Kernel Restart - Incompatibility between nx.draw and utils_tf.data_dicts_to_graphs_tuple

Question

Kernel Restart - Incompatibility between nx.draw and utils_tf.data_dicts_to_graphs_tuple

mshearer0 opened this issue 4 years ago · comments

Hi.

I'm trying to use nx.draw and utils_tf.data_dicts_to_graphs_tuple in the same TF2 notebook.

Whichever is executed second seems to cause a kernel restart in the notebook which i can't explain. Importing networkx is fine as long as nx.draw is not run.

@Mistobaan - I get this behaviour on your very helpful TF2 version of graph_nets_basic tutorial.

Michael.

Alvaro · Answer 1 · Thu Aug 13 2020 01:24:05 GMT+0800 (China Standard Time)

I have not observed this, not sure if @Mistobaan did.

Are you running on your own kernel, or on Google Colaboratory?

Fabrizio Milo · Answer 2 · Thu Aug 13 2020 02:52:17 GMT+0800 (China Standard Time)

In my experience that is usually an out of memory case. Check the system logs if you are running on Colab.

Michael Shearer · Answer 3 · Thu Aug 13 2020 05:17:13 GMT+0800 (China Standard Time)

Hi, thanks. I'm running on GCP Notebook with 15GB RAM. GCP logs show:

Aug 12 21:12:02 ... bash[1278]: OMP: Error #15: Initializing libiomp5.so, but found libomp.so already initialized.
Aug 12 21:12:02 ... bash[1278]: OMP: Hint This means that multiple copies of the OpenMP runtime have been linked into the progr
am.
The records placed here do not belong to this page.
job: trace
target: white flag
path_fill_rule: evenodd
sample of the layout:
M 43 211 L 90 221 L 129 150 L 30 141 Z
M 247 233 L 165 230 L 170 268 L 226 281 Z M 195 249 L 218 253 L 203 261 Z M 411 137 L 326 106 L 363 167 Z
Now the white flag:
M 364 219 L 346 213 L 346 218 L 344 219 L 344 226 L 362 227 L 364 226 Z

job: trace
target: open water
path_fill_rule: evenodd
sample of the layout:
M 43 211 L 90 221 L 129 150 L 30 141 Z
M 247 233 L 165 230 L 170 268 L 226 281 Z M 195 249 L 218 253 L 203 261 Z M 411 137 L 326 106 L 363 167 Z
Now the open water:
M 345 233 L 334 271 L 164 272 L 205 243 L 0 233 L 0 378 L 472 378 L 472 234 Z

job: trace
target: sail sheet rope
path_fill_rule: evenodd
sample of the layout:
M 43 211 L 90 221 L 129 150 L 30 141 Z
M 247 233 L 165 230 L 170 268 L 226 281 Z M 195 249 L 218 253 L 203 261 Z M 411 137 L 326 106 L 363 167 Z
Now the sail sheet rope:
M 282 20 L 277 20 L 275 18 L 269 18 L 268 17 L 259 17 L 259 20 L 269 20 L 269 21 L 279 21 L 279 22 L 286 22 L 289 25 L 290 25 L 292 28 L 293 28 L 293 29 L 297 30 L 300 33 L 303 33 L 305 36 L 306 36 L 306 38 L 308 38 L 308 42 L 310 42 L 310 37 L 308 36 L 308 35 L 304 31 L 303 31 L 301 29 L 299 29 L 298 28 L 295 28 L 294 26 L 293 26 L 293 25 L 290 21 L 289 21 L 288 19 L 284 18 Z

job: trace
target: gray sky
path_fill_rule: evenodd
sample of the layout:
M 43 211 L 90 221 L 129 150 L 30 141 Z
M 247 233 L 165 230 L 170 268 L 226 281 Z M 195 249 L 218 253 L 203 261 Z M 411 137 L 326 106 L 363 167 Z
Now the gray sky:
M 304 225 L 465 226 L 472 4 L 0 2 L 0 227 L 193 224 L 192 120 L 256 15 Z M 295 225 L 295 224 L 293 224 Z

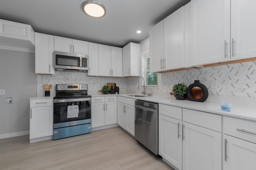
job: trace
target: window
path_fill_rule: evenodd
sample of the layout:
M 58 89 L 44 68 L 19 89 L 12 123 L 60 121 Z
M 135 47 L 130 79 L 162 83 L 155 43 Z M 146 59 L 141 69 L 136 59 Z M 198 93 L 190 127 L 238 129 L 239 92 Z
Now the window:
M 146 77 L 146 85 L 157 85 L 157 74 L 150 72 L 150 55 L 148 51 L 142 54 L 142 73 Z

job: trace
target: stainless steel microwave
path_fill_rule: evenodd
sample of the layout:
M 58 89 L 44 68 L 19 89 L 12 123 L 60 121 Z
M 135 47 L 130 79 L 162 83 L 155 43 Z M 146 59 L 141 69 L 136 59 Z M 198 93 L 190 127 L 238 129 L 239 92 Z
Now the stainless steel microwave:
M 84 54 L 54 51 L 54 70 L 76 72 L 88 70 L 88 56 Z

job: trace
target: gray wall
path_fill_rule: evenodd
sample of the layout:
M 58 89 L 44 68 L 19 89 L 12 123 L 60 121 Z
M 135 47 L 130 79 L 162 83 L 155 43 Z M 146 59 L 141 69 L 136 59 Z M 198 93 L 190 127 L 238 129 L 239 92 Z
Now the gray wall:
M 28 134 L 29 98 L 36 96 L 34 53 L 0 49 L 0 139 Z M 6 104 L 12 97 L 13 104 Z M 5 135 L 6 134 L 6 135 Z

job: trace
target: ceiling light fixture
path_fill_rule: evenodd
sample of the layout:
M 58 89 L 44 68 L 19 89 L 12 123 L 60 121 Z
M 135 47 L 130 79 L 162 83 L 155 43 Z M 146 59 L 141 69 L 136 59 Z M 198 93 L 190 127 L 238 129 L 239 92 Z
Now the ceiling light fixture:
M 106 8 L 103 4 L 94 0 L 88 0 L 83 3 L 85 14 L 93 17 L 102 17 L 106 14 Z

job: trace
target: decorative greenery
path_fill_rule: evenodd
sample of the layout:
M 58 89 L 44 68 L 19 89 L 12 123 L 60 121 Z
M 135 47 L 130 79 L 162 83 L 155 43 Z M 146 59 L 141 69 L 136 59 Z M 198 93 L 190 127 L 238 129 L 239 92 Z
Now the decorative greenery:
M 102 87 L 102 91 L 103 92 L 105 92 L 106 91 L 107 91 L 108 92 L 110 90 L 110 88 L 108 86 L 104 85 L 103 86 L 103 87 Z
M 176 94 L 184 95 L 187 92 L 188 86 L 184 83 L 178 83 L 172 87 L 172 92 Z

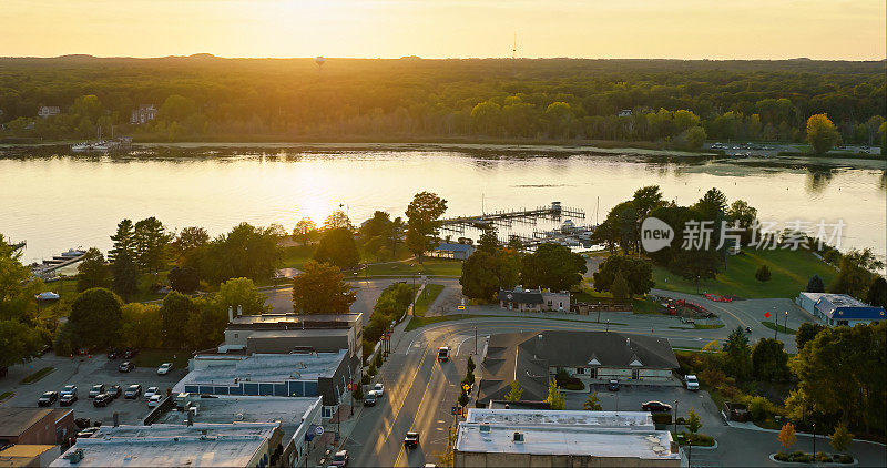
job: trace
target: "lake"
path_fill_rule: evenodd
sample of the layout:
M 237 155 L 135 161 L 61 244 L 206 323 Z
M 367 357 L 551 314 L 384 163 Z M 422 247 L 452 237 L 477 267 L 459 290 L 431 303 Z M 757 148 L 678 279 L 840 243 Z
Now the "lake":
M 71 247 L 106 252 L 109 236 L 124 217 L 153 215 L 171 230 L 196 225 L 215 235 L 242 221 L 292 230 L 309 216 L 322 224 L 341 206 L 359 224 L 376 210 L 402 216 L 420 191 L 447 200 L 445 216 L 560 201 L 585 211 L 587 218 L 577 224 L 593 224 L 636 189 L 659 184 L 665 197 L 679 204 L 691 204 L 718 187 L 731 202 L 747 201 L 762 220 L 843 220 L 842 250 L 870 246 L 880 255 L 887 252 L 883 161 L 640 152 L 144 145 L 114 156 L 80 156 L 58 147 L 7 149 L 0 150 L 0 233 L 27 241 L 23 260 L 31 262 Z

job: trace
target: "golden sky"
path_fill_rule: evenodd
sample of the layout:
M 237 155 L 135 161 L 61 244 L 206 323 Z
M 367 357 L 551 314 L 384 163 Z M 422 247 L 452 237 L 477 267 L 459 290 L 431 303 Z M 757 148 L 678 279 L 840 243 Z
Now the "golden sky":
M 0 0 L 0 57 L 880 60 L 884 0 Z

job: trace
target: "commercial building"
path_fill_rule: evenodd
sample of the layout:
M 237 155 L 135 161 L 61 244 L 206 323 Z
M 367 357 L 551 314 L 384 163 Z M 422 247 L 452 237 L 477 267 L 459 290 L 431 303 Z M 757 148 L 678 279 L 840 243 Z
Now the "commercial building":
M 50 467 L 267 467 L 275 423 L 102 427 Z
M 314 430 L 322 424 L 320 397 L 251 397 L 183 395 L 156 423 L 182 425 L 275 423 L 279 433 L 268 440 L 271 465 L 304 465 Z M 188 415 L 188 411 L 191 413 Z
M 499 305 L 509 311 L 520 312 L 570 312 L 570 292 L 560 293 L 542 289 L 499 289 Z
M 679 367 L 667 339 L 618 332 L 507 333 L 490 336 L 479 365 L 478 406 L 504 399 L 512 381 L 521 399 L 542 401 L 559 369 L 585 383 L 672 380 Z
M 348 350 L 289 354 L 203 354 L 188 362 L 175 393 L 235 396 L 322 397 L 324 418 L 348 398 L 356 381 Z
M 59 445 L 74 434 L 72 409 L 0 407 L 0 447 L 11 444 Z
M 875 307 L 846 294 L 801 293 L 795 303 L 828 326 L 854 326 L 887 319 L 884 307 Z
M 650 413 L 470 408 L 456 467 L 680 467 L 682 454 Z

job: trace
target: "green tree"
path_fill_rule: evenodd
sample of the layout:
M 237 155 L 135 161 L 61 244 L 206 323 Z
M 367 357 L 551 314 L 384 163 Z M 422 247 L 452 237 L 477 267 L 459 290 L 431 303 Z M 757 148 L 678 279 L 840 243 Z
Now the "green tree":
M 763 338 L 752 348 L 752 373 L 758 380 L 784 381 L 788 379 L 788 355 L 783 342 Z
M 541 244 L 521 262 L 520 281 L 527 286 L 568 291 L 588 272 L 585 258 L 558 244 Z
M 116 345 L 122 304 L 116 294 L 101 287 L 78 294 L 68 316 L 74 344 L 96 348 Z
M 807 119 L 807 143 L 810 144 L 813 152 L 825 154 L 840 141 L 835 124 L 826 114 L 814 114 Z
M 104 263 L 104 255 L 98 248 L 91 247 L 77 267 L 77 291 L 82 293 L 93 287 L 109 286 L 111 286 L 111 273 Z
M 215 299 L 226 314 L 228 307 L 237 311 L 238 306 L 246 315 L 271 312 L 271 305 L 265 304 L 268 296 L 262 294 L 249 278 L 231 278 L 222 283 Z
M 696 410 L 693 408 L 690 408 L 690 411 L 686 414 L 686 428 L 691 434 L 696 434 L 702 428 L 702 418 L 700 418 L 700 415 L 696 414 Z
M 819 275 L 810 276 L 810 281 L 807 282 L 807 293 L 825 293 L 825 283 L 823 283 L 823 278 Z
M 407 206 L 407 248 L 422 261 L 422 254 L 435 247 L 440 216 L 447 211 L 447 201 L 431 192 L 417 193 Z
M 160 308 L 163 346 L 184 348 L 191 342 L 187 325 L 191 317 L 198 313 L 200 309 L 191 297 L 177 291 L 166 294 Z
M 314 252 L 314 260 L 336 265 L 339 268 L 354 268 L 360 262 L 354 234 L 347 227 L 335 227 L 324 231 L 320 244 Z
M 764 283 L 768 282 L 771 278 L 769 267 L 767 265 L 761 265 L 755 271 L 755 279 Z
M 567 406 L 553 377 L 548 380 L 548 398 L 546 398 L 546 401 L 551 405 L 551 409 L 563 409 Z
M 308 261 L 293 278 L 293 312 L 297 314 L 347 314 L 355 299 L 337 266 Z
M 585 403 L 582 404 L 582 408 L 589 411 L 600 411 L 603 409 L 601 406 L 601 399 L 598 398 L 598 393 L 594 391 L 585 398 Z
M 510 389 L 506 394 L 506 400 L 508 401 L 520 401 L 520 397 L 523 396 L 523 388 L 520 388 L 520 384 L 518 380 L 511 380 L 509 384 Z

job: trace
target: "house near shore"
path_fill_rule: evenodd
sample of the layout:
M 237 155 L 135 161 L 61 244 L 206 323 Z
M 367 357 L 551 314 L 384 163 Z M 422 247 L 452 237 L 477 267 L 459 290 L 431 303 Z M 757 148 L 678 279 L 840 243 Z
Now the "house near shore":
M 795 303 L 826 326 L 854 326 L 887 319 L 884 307 L 868 305 L 846 294 L 801 293 Z

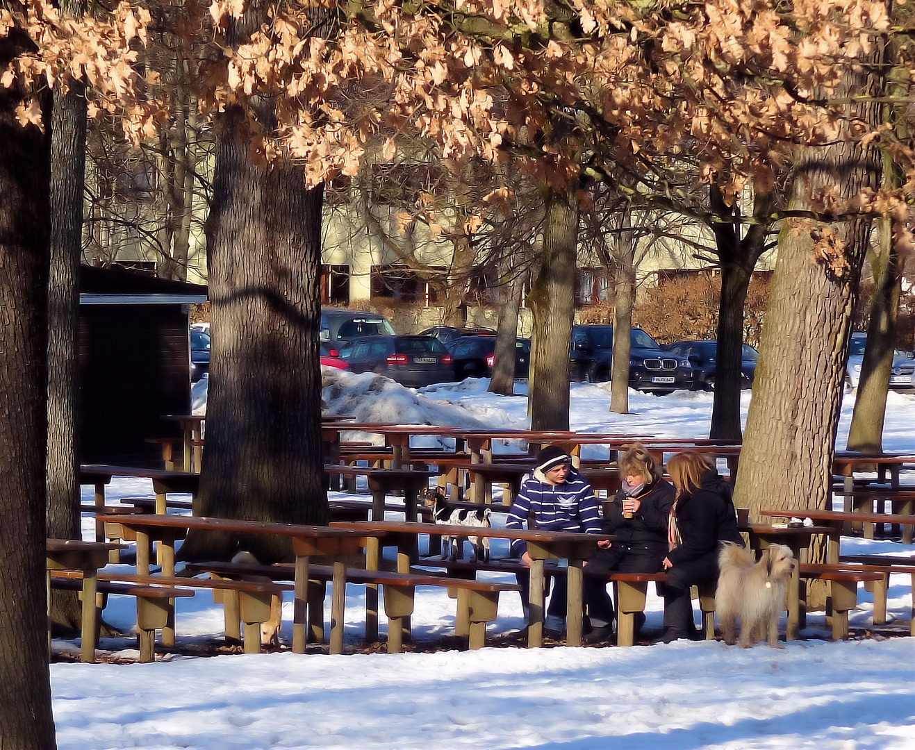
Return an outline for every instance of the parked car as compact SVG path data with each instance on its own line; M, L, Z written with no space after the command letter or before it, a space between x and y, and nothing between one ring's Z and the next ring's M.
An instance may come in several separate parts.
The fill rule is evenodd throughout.
M453 326L433 326L425 331L419 332L420 336L434 336L443 344L447 346L452 341L460 338L462 336L495 336L496 332L492 328L456 328Z
M190 330L190 381L196 383L210 372L210 334Z
M462 336L449 346L455 377L491 378L495 362L495 336ZM515 339L515 377L526 378L531 368L531 339Z
M855 332L848 344L848 359L845 362L845 382L857 388L861 380L861 362L867 334ZM897 349L893 353L893 369L889 374L889 387L893 391L915 391L915 359Z
M350 341L366 336L393 336L388 319L358 310L321 310L320 338L332 357Z
M353 372L377 372L414 388L454 380L451 355L431 336L372 336L340 349Z
M676 341L666 348L671 354L689 359L693 365L693 388L714 391L717 341ZM756 374L759 353L749 344L744 344L740 353L740 387L750 388Z
M350 369L350 365L346 359L340 359L339 357L331 357L330 353L324 347L321 347L321 364L324 367L332 367L334 370Z
M569 378L605 382L613 360L612 326L575 326ZM693 388L693 367L683 357L671 355L641 328L630 333L630 387L666 393Z

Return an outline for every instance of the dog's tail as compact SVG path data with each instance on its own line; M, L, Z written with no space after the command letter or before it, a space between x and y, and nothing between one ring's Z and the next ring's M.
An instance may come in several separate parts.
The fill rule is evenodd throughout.
M259 565L259 564L261 564L260 562L258 562L257 558L254 557L254 555L253 555L251 552L245 552L243 550L242 552L235 552L235 554L232 555L231 562L242 562L242 563L243 563L245 565Z
M739 544L726 541L718 552L718 569L745 568L756 562L753 552Z

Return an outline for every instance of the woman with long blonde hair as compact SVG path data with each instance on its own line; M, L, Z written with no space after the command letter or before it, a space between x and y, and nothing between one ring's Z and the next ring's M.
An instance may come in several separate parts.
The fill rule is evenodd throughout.
M654 456L640 443L631 445L619 458L621 488L604 507L603 532L610 541L598 541L587 561L587 569L598 573L658 573L667 554L667 519L673 503L673 488L662 477ZM586 601L592 630L587 643L608 640L616 618L607 581L585 576ZM638 633L644 615L637 617Z
M664 643L697 639L690 586L716 581L723 541L743 546L730 486L701 454L678 453L667 462L676 488L668 515L664 584Z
That is dangerous, since it can degrade performance or cause incorrect results. The best thing to do is to ensure that only a single OpenMP runtime is
linked into the process, e.g. by avoiding static linking of the OpenMP runtime in any library. As an unsafe, unsupported, undocumented workaround you can
set the environment variable KMP_DUPLICATE_LIB_OK=TRUE to allow the program to continue to execute, but that may cause crashes or silently produce incorr
ect results. For more information, please see http://www.intel.com/software/products/support/.
Aug 12 21:12:03 ... bash[1278]: [I 21:12:03.530 LabApp] KernelRestarter: restarting kernel (1/5), keep random ports
Aug 12 21:12:03 ... bash[1278]: kernel ... restarted

Fabrizio Milo · Answer 4 · Tue Aug 18 2020 06:41:44 GMT+0800 (China Standard Time)

I think the answer is printed by your logs:

set the environment variable KMP_DUPLICATE_LIB_OK=TRUE to allow the program to continue to execute, but that may cause crashes or silently produce incorrect results

Michael Shearer · Answer 5 · Tue Aug 18 2020 14:49:18 GMT+0800 (China Standard Time)

@Mistobaan - yes, I’ve used that as a workaround but wondered if there was a better option?

Fabrizio Milo · Answer 6 · Wed Aug 19 2020 09:04:11 GMT+0800 (China Standard Time)

Get a bigger machine with more memory? Can you replicate the problem into a colab and post the link to the colab? make sure you set the share permissions.

Michael Shearer · Answer 7 · Sat Aug 22 2020 02:38:57 GMT+0800 (China Standard Time)

Upgrading to GCP Notebook Tensorflow 2.3 (from 2.2.0) resolved the issue.